Pugh, an actress who has quickly established herself as one of the best of her generation through giving one visceral performance after another in films such as “Midsommar” and “Little Women,” is simply astonishing in a performance that goes for broke. She’s the film’s center of gravity, taking each insane plot twist it throws at her and grounding it in realism and emotional authenticity. It’s because of this that in his role, Harry Styles comes across as a deer in the headlights as he drifts through the movie’s underdeveloped plotline. This is never more true than in his character’s more emotionally raw scenes with Pugh, where Styles fails to mine the emotional depths or internal conflict of a character that already lacks personality. The other actors that round out the film’s cast, among them Olivia Wilde as Alice’s best friend Bunny and Gemma Chan as Frank’s icy wife Shelley, give performances that could merely be called effective.

The only other actor that comes close to matching her is Chris Pine, who is deliciously creepy as the cult-leader-like Frank. In a dinner scene where Alice confronts Frank about the disturbing happenings in Victory, Pugh and Pine are absolutely electric. Their characters verbally wound each other with stunning precision and mercilessness. It’s in this moment that the movie truly comes alive, crackling with intensity and tension. Ultimately, this one scene serves as a distillation of what the film could have been and should have been but unfortunately wasn’t.

The candy-colored, sun-kissed cinematography from Matthew Libatique and production design from Katie Byron is visually stunning.

It’s past this point that the film begins to falter as it fractures into a mess of dropped plot points and perplexing narrative choices, ultimately presenting a glaring disconnect between the clues that were given and the solution to its central mystery.

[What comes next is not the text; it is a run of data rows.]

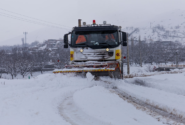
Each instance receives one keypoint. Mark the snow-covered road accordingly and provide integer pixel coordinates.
(67, 99)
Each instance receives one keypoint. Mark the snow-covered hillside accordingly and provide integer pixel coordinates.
(166, 27)
(39, 35)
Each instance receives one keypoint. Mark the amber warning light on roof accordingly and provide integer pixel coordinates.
(94, 22)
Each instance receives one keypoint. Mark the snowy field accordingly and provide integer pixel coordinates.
(56, 99)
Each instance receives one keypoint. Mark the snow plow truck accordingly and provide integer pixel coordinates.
(95, 48)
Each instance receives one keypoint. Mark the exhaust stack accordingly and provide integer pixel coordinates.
(79, 22)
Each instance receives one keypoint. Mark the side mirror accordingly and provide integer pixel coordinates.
(66, 41)
(124, 38)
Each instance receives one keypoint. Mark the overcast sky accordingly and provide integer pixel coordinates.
(67, 12)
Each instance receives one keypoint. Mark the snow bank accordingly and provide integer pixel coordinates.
(174, 83)
(170, 102)
(36, 101)
(101, 104)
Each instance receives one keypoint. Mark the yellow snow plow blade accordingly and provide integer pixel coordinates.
(84, 70)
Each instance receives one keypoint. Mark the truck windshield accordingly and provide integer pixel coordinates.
(98, 39)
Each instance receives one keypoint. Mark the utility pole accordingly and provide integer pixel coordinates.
(128, 66)
(176, 59)
(140, 51)
(25, 33)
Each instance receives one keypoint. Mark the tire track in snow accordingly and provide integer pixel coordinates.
(151, 109)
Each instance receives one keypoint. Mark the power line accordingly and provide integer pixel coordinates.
(33, 18)
(30, 21)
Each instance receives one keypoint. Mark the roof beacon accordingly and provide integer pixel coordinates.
(94, 22)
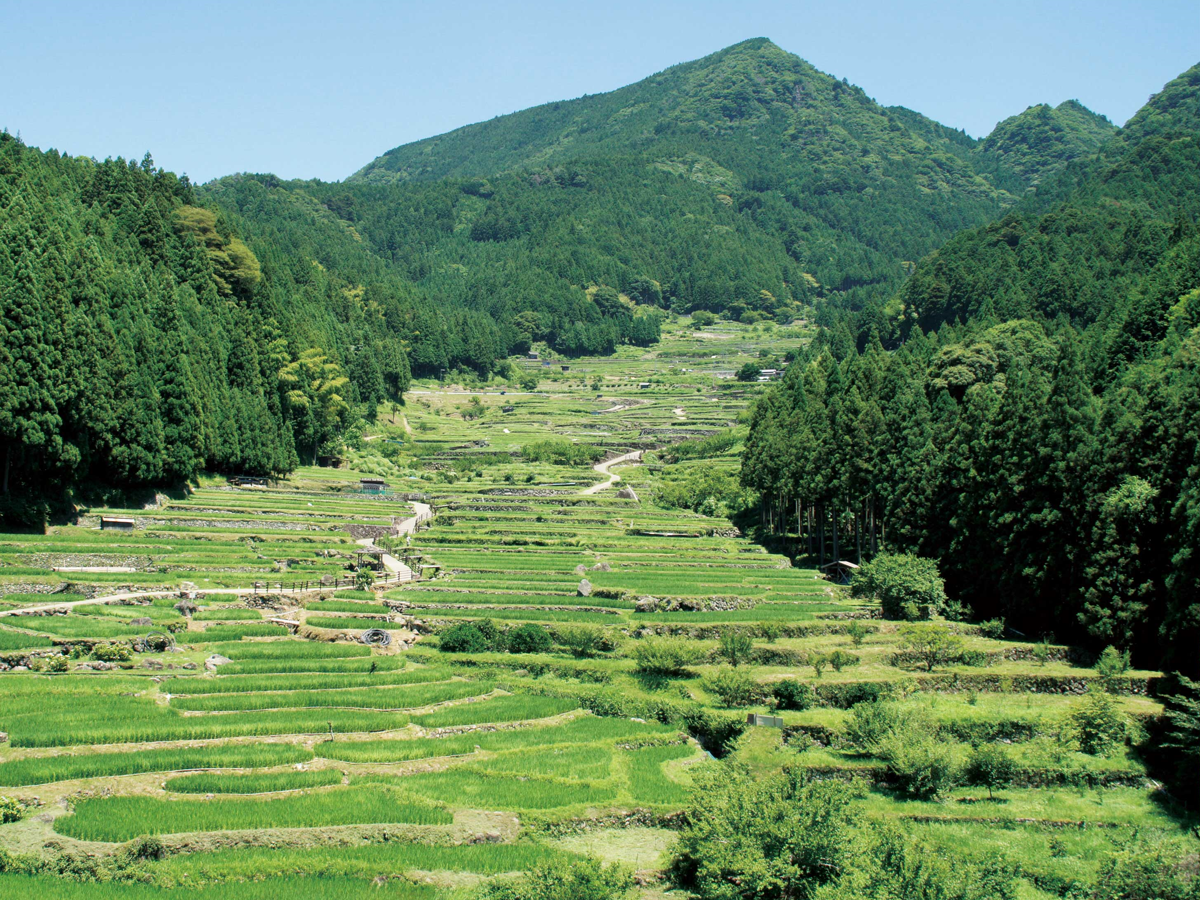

By the end of the film, the questions of what happened to Margaret, why Alice sees a plane crash near Victory headquarters and the cause of her vivid hallucinations still haven’t been answered. The viewer doesn’t get the satisfying click in their brain that comes with realizing how all the film’s intricate details connect to its conclusion, nor do they feel emotionally fulfilled by the ending for Alice as a character.

Aside from Pugh, “Don’t Worry Darling” does have its merits. The candy-colored, sun-kissed cinematography from Matthew Libatique and production design from Katie Byron is visually stunning, all dreamy pastels and golden hues that manage to illuminate the frame even in darkness. Arianne Phillips’ gorgeous costumes also lend Victory the ’50s-era atmosphere that every other element of the film lacks. It’s unfortunate that all of this is ultimately overshadowed by the laughable twist that brings “Don’t Worry Darling” to a close.